Narung mengangguk, tanpa dendam atau pengampunan. Ia menyetujui pinjaman itu, bukan karena belas kasihan, melainkan karena kelayakan berkas. Sebagai manajer, ia tahu batas antara hati dan tugas.
Malam itu, di rumah dinasnya, Narung membuka laci meja kayu. Di sana ada surat tanpa prangko, dikirim lewat pos Credit Union bertahun lalu. Tulisan tangan Mei Siang, singkat namun berat: “Kalau aku pulang ke Borneo, masihkah kau di sana?”
Narung menatap surat itu, lalu menyalakan lilin kecil. Ia membakar kertas itu perlahan, menyaksikan huruf-huruf menghitam dan melayang sebagai abu. Angin malam membawa abu itu ke udara, seperti kenangan yang akhirnya ia lepas.
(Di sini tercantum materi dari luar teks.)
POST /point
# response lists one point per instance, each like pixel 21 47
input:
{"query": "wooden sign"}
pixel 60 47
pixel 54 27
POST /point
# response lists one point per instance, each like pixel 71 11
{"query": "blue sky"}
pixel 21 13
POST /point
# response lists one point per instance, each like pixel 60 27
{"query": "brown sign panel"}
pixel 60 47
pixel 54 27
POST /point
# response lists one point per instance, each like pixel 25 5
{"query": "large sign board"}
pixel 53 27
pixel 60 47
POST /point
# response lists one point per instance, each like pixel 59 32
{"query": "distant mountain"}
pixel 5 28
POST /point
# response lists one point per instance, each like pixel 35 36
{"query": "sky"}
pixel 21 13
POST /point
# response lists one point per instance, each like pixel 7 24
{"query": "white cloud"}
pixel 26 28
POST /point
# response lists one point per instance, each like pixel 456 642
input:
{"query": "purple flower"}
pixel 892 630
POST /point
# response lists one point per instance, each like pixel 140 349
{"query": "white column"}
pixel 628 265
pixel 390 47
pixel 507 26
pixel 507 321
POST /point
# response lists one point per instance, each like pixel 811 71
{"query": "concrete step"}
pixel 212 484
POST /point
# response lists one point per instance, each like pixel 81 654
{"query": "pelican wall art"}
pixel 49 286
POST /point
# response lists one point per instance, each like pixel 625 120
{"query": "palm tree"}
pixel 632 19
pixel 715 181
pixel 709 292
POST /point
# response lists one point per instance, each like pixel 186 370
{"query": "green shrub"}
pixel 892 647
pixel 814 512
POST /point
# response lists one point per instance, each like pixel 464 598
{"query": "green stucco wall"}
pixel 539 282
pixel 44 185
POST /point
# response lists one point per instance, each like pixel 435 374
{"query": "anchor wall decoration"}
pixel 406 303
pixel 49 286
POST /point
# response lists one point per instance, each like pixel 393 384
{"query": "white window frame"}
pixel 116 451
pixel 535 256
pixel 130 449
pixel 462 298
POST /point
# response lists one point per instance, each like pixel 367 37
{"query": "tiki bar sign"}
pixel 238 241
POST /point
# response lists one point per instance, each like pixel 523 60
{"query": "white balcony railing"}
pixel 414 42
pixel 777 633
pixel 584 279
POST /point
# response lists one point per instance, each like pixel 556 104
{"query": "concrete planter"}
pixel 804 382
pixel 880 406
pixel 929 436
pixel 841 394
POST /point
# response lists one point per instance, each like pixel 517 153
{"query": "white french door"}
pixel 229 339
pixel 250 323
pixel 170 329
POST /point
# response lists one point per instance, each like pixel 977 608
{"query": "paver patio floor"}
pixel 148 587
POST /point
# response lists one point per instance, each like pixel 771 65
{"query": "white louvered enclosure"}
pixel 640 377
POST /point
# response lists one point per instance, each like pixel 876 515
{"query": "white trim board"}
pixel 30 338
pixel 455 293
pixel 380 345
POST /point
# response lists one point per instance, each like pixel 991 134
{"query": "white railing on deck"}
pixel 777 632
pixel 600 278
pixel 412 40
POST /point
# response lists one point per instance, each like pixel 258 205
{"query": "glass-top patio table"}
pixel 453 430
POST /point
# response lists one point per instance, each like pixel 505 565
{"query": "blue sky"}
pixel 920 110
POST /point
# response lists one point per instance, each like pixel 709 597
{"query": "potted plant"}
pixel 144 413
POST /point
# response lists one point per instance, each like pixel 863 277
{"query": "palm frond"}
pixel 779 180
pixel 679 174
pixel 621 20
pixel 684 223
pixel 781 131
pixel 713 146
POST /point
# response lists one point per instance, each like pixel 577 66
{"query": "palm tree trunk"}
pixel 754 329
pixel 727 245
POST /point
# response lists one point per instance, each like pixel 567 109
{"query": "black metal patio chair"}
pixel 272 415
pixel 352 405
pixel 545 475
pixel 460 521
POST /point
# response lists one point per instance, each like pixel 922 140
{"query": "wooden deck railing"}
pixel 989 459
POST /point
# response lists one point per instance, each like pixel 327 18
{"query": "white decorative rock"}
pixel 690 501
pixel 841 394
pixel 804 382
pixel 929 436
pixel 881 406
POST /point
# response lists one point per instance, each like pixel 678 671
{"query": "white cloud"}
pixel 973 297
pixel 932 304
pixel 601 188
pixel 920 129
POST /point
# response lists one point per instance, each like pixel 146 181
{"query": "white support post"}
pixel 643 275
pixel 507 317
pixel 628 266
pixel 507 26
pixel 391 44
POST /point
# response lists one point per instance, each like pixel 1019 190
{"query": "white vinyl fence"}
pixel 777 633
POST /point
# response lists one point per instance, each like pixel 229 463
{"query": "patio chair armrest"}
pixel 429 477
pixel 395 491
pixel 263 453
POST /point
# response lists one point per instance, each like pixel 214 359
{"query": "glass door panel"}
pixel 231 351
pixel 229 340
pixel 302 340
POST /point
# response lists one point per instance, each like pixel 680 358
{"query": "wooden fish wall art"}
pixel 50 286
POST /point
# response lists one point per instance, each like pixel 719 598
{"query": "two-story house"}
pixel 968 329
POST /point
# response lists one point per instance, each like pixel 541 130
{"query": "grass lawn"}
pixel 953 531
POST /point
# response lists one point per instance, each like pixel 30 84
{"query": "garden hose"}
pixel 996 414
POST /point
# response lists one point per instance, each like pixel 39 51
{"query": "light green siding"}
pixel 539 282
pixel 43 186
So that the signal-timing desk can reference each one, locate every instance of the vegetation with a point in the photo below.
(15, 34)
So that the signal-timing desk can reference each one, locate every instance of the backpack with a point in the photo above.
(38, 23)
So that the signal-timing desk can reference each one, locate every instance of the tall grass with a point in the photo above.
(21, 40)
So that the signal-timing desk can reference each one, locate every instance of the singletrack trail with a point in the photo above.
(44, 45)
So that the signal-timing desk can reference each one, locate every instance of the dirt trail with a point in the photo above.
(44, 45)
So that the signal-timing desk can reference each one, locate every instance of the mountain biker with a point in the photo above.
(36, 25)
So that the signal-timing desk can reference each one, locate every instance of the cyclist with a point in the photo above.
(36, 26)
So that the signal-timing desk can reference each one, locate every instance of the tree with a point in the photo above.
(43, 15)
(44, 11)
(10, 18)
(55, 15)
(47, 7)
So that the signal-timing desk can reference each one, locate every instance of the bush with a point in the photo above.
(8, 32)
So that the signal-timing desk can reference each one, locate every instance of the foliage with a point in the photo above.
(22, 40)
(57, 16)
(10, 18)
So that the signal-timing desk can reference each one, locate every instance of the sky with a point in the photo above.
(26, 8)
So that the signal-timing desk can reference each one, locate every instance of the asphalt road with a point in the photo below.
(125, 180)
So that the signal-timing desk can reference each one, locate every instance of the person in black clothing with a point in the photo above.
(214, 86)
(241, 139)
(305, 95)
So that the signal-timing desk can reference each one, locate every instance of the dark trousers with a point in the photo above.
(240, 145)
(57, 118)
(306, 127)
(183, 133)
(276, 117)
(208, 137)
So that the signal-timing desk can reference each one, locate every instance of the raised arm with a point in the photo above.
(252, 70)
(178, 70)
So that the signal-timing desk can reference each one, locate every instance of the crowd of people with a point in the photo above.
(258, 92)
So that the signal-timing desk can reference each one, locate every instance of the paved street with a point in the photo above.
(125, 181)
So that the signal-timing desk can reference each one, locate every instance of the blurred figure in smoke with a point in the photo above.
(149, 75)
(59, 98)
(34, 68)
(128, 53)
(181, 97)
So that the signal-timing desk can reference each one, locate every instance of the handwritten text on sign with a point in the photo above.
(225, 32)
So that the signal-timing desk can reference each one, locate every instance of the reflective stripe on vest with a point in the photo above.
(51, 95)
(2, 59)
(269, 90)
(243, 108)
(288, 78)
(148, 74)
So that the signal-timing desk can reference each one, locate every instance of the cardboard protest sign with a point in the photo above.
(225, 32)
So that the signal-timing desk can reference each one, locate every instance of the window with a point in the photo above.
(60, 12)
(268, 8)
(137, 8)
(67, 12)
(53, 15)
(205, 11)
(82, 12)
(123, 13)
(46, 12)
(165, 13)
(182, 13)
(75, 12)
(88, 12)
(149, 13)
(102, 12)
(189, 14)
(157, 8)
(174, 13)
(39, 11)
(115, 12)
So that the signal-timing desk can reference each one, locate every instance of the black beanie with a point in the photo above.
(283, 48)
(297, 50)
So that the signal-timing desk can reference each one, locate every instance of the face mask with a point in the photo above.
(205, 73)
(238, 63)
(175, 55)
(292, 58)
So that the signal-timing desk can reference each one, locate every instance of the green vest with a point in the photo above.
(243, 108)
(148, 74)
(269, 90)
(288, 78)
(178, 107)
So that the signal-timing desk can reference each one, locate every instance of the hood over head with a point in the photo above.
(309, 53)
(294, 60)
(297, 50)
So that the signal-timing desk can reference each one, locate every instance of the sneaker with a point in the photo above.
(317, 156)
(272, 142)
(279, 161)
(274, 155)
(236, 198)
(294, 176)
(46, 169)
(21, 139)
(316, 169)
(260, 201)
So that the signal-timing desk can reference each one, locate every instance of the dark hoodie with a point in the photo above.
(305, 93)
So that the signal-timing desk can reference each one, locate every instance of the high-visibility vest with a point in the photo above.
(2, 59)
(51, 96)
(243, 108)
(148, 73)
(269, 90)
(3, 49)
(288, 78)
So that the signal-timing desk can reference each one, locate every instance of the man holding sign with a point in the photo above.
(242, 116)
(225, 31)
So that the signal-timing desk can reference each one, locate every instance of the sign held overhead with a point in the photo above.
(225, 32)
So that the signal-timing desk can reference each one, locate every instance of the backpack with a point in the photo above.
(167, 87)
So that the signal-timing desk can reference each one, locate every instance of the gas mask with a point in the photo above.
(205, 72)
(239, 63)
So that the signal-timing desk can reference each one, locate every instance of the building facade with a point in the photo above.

“Aku tidak pernah pergi, Mei Siang,” bisiknya pada dirinya sendiri. “Tapi kau memilih kabut yang tak pernah kembali.”
Di tepi Kapuas, Narung berdiri pagi berikutnya, menyaksikan sungai yang tetap mengalir. Ia bukan lagi lelaki yang menunggu, melainkan lelaki yang telah menemukan damai dalam dirinya. Cinta, baginya, bukan soal memiliki, melainkan keberanian untuk melepaskan—dan terus melangkah.